La Jollan Mimi Trotter, who's spiritual name is "hari/das/kaur," meaning "servant of God," has been teaching a style of yoga known as kundalini, referred to as the "grandfather" of all yogas, for many years. She talked about what yoga is - and isn't. "It's not a religion," she said. "It's a science of the human body. It has to do with experience."

Though yoga may have been orginated by ascetics and first practiced by the high-born in India centuries ago, Trotter noted it has gradually evolved into a discipline for the masses. "Everybody can do it," she pointed out.

Evolution is exactly what yoga is all about, expains Trotter. She said modern strains of the ancient practice even seek to treat psychiatric disorders such as psychoses. "What yoga and meditation can do is give you a life that's fulfilling," said Trotter, "rather than swamped by anxiety and depression. It can give us an experience of our true identity, our authenticity."

Back at Bickram Yoga on a typical day in a standard hot yoga class, instructor Colleen Bourgeois, as rhythmically as the sun crossing the sky each day, leads her students through their routine of postures, prodding or encouraging them as needed. "Look in the mirror," she says. "Take a deep breath. Stretch your spine. Reach down to the very tops of your toes. It doesn't matter how well you do it. What matters is that you do it the best you can."

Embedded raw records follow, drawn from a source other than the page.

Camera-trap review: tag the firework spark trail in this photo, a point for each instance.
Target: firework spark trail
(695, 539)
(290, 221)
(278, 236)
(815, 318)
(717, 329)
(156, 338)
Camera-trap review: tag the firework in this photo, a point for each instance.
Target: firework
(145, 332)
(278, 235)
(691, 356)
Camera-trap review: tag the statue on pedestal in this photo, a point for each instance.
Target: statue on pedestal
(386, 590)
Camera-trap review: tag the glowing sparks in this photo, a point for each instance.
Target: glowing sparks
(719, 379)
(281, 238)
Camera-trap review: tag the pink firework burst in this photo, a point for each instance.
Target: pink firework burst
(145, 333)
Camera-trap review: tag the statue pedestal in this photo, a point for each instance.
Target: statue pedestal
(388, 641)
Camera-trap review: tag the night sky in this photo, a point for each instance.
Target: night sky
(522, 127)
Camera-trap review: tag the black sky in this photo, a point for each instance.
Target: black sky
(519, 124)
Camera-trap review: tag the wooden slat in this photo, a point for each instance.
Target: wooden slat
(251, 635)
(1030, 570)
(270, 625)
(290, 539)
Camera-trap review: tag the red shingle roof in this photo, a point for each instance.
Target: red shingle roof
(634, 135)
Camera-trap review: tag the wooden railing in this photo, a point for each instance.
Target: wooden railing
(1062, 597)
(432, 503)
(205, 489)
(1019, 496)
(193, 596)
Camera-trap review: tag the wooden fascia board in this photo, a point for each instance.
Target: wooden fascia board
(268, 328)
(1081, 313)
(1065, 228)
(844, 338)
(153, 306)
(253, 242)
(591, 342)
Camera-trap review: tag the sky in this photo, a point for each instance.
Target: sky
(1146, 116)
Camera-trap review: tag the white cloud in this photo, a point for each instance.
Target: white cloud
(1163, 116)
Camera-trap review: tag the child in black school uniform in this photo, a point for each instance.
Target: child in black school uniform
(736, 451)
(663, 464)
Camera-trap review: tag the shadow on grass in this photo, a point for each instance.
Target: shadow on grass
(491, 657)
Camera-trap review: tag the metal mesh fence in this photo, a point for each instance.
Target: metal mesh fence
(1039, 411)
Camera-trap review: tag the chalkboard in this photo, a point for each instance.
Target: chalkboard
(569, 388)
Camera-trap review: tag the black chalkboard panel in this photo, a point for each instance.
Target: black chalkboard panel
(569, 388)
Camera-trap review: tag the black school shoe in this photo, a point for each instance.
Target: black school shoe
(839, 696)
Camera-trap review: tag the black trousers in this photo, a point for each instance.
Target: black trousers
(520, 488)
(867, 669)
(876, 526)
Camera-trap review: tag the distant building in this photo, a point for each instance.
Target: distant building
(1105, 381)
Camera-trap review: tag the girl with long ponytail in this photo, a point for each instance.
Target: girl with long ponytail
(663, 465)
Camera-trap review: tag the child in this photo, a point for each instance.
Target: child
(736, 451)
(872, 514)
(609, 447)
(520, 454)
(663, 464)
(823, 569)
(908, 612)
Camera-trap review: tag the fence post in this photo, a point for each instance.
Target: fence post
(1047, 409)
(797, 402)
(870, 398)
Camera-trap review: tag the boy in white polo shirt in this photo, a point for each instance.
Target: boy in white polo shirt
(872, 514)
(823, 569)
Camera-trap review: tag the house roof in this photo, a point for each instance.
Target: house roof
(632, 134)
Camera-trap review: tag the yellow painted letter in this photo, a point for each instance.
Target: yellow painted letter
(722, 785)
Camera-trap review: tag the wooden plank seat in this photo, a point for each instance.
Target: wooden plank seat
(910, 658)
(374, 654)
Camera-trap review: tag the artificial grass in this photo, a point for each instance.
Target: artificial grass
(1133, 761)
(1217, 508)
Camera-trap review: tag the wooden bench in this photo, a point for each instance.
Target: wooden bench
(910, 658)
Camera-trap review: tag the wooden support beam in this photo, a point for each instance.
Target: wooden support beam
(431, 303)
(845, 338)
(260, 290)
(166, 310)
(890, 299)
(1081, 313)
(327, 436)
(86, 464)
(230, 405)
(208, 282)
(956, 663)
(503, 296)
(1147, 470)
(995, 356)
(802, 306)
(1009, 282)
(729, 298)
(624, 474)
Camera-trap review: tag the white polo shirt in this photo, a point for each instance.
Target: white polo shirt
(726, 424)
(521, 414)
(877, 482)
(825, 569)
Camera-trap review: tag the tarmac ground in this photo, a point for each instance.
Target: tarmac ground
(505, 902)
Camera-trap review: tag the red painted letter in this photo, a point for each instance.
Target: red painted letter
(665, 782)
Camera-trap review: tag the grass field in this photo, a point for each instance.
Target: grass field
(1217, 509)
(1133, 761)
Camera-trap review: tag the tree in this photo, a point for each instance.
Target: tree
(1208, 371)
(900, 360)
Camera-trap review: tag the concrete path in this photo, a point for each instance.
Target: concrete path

Yoga colleague Gerhard Gessler has taken his practice of the yoga discipline from hobby to career to lifestyle. He said it has not only made him feel more "at home" with himself, but lent a greater harmony to his association with others.

"We've created a wonderful community that comes here," Gessler said of his yoga studio, "everything from neuroscientists to doctors and lawyers - you name it. It's a wonderful business to have."